Ma contrariamente alle aspettative e alla promesse, la sera dopo Markos non venne e i due non ebbero più modo di vedersi: nelle isole vicine si era nel pieno della stagione turistica, come gli spiegarono, la richiesta di pescato era al massimo nei ristoranti e nei mercati, per cui spesso le barche restavano in mare pressoché giorno e notte.
I primi giorni, Francesco attese con ansia che Markos comparisse, dalla terra o dal mare, dovunque volesse, purché venisse da lui, tenendo fede alla sua promessa; ma poi si arrese all’evidenza e si rassegnò a godersi da solo quel residuo di vacanza.
La mattina della partenza, Francesco saldò il conto e salutò la padrona della locanda, assicurando che si era trovato benissimo e promettendole di tornare.
Sarebbe stato difficile, ma le promesse non costano niente, come aveva imparato a sue spese.

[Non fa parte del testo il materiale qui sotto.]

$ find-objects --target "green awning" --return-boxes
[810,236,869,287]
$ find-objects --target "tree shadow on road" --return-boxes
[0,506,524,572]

Era sulla banchina, in attesa del traghetto, assorto a guardare per l’ultima volta quel mare straordinario, quando sentì una mano che gli sfiorava la spalla. Si voltò.
“Ehi!”, fece illuminandosi di gioia alla vista di Markos.
“Parti…”, era una constatazione, più che una domanda.
Francesco annuì: un groppo alla gola gli impediva quasi di parlare.
“Ti ho aspettato.”, disse alla fine.
“Perdonami. – fece quello – Ho lavorato molto questa settimana. Le barche non sono neanche rientrate… Capisci, è l’unico lavoro che abbiamo.”
Francesco annuì: sapeva benissimo che c’era un dio sconosciuto a cui gli stessi dei si devono piegare.
“Lo so, tua madre me l’ha detto.”
Si fissarono a lungo.
“Eccoci alla fine…”, mormorò Francesco.
“Alla fine? – protestò vivacemente Markos – Scordatelo: sei condannato ad essere mio per sempre. E io non ti lascio.”
“Cosa fai parti con me?”
“Il mio cuore parte con te, io non posso. Già mi è costato strappare al capo questi pochi minuti per salutarti. Ascolta, - aggiunse, stringendogli la mano – fra due mesi si chiude la stagione di pesca, qui non c’è più niente da fare: posso raggiungerti, se vuoi.”
Il cuore di Francesco ebbe un balzo di felicità.
“Se voglio? Sono condannato ad essere tuo…”, disse, portandosi la mano dell’altro alle labbra.
“Per sempre…”, completò Markos la promessa.
“Per sempre…”
“Due mesi passeranno in fretta, vedrai. E poi… quest’inverno a Roma.”
“Quest’inverno a Roma”, ripeté Francesco, mentre il battello attraccava per portarlo via.